Our key objection is that we will not accept liability for a risk we do not want to take. Bullying and slander tactics by the pro-GM industry that doesn't want to accept liability either will not make us accept that risk.
Nortons report presumes we use last generations practises, farmers already use minimum till and most farmers use non-GM chemical-resistant canola so it is innaccurate.
Glufosinate has more health concerns than Atrazine http://www.non-gm-farmers.com/news_details.asp?ID=1504 but we don't drink these chemicals.
The single gene technology involves transferring single genes to around 30,000 GM canola genes. ie. contrary to claims, you can't use this single gene technology to create a wheat with the nitrogen fixation properties of a legume as this involves transferring around a third of the genes that are all interacting.
The GM canola "benefit" is chemical resistance for post-emergent control. Canadian farmers do not have the pre-emergent weed burden we have because they plant directly after the snow thaws.
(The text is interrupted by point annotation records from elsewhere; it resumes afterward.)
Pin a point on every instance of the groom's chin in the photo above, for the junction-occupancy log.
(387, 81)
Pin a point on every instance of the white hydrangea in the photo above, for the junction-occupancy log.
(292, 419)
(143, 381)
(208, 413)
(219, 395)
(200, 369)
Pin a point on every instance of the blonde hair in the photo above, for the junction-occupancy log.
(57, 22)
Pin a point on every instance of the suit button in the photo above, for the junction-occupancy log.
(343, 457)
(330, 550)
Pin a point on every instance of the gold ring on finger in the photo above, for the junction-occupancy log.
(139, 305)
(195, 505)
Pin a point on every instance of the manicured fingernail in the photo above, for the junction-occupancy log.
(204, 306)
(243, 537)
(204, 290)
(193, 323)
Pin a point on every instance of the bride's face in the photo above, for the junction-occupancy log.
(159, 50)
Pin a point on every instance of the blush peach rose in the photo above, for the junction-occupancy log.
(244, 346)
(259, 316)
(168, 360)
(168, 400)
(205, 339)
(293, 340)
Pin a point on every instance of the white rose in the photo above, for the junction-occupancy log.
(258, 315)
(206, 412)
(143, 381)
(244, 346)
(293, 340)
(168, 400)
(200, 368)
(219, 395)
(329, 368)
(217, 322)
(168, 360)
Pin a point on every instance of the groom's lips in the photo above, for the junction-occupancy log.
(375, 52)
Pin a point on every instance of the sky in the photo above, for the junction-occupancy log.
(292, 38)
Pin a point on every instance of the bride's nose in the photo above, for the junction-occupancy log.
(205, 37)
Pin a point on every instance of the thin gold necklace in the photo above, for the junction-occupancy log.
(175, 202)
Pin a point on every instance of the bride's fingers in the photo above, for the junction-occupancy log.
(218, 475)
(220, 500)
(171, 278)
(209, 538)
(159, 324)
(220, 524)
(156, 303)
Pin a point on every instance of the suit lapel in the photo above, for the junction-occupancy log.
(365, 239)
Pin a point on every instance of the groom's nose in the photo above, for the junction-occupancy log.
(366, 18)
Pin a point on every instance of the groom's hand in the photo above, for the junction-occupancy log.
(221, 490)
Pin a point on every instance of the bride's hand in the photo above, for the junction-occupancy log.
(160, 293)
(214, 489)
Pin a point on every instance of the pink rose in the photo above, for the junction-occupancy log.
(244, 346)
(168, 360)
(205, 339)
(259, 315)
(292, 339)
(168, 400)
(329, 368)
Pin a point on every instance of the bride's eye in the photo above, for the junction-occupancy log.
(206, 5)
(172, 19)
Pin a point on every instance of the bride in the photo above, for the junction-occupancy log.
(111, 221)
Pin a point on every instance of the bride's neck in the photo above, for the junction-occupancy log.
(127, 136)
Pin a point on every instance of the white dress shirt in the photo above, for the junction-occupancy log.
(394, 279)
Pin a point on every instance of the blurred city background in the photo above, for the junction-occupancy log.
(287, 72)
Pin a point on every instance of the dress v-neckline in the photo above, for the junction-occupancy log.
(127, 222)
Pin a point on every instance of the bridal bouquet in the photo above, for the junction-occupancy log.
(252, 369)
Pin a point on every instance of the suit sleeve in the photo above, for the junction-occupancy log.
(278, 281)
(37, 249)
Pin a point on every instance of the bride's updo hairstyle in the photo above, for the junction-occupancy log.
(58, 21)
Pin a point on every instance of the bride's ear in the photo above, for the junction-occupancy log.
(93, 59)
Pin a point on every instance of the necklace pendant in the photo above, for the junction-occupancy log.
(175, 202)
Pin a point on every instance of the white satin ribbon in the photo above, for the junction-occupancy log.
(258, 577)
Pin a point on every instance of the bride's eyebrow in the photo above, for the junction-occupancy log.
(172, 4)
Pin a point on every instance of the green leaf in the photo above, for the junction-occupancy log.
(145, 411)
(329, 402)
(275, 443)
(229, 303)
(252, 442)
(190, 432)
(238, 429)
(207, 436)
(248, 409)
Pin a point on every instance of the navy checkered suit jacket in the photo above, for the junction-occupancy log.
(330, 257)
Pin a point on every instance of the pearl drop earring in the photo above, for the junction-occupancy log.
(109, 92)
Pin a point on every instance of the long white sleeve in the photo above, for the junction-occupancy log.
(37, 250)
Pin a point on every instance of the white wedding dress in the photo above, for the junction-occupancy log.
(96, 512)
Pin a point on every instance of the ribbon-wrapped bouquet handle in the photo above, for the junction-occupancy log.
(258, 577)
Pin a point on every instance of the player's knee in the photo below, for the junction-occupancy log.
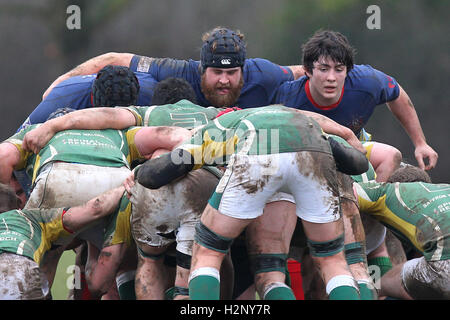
(354, 253)
(207, 238)
(320, 249)
(183, 260)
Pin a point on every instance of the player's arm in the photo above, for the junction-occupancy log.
(403, 109)
(384, 158)
(91, 118)
(101, 274)
(332, 127)
(92, 66)
(10, 157)
(79, 217)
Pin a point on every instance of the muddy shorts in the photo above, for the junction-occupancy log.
(61, 184)
(427, 279)
(162, 216)
(250, 181)
(21, 278)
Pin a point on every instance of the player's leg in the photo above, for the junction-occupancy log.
(268, 239)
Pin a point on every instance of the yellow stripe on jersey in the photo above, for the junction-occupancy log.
(210, 149)
(380, 211)
(122, 232)
(368, 146)
(134, 152)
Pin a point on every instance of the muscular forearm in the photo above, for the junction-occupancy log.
(92, 66)
(10, 157)
(93, 119)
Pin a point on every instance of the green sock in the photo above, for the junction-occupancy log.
(280, 293)
(367, 292)
(344, 293)
(204, 287)
(384, 263)
(126, 290)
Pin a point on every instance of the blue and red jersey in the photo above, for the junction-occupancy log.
(75, 93)
(261, 77)
(364, 89)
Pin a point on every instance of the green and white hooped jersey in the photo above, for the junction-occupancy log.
(181, 114)
(107, 148)
(256, 131)
(370, 174)
(417, 211)
(31, 232)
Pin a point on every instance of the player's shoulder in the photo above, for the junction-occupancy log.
(260, 64)
(364, 76)
(85, 80)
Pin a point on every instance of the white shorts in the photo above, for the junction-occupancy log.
(21, 278)
(61, 184)
(162, 216)
(251, 181)
(427, 279)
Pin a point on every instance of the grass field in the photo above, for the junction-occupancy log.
(59, 288)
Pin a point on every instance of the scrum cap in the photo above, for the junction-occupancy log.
(223, 49)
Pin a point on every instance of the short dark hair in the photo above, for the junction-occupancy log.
(330, 44)
(8, 198)
(172, 90)
(409, 173)
(115, 86)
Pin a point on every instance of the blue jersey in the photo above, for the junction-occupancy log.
(261, 77)
(364, 89)
(75, 93)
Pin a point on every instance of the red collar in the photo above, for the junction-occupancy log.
(310, 98)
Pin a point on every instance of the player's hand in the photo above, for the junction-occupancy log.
(355, 143)
(425, 152)
(129, 183)
(37, 138)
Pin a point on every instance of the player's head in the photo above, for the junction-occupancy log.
(115, 86)
(409, 173)
(327, 59)
(172, 90)
(60, 112)
(222, 59)
(8, 198)
(327, 44)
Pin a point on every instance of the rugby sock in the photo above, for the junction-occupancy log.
(125, 286)
(367, 291)
(342, 287)
(204, 284)
(278, 291)
(384, 263)
(344, 293)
Even Monsanto/Bayer do not recommend sowing GM canola dry for exactly the same reasons you don't sow non-GM chemical resistant canola dry. The most critical weed control phase in canola is knockdown/pre-emergent, not post-emergent, as the highest yield penalty associated with weeds is when the seedling emerges.
All farmers will be exposed to a market risk and higher costs for more problems and limited benefit. Why exactly should we be forced to accept risks we do not want to take?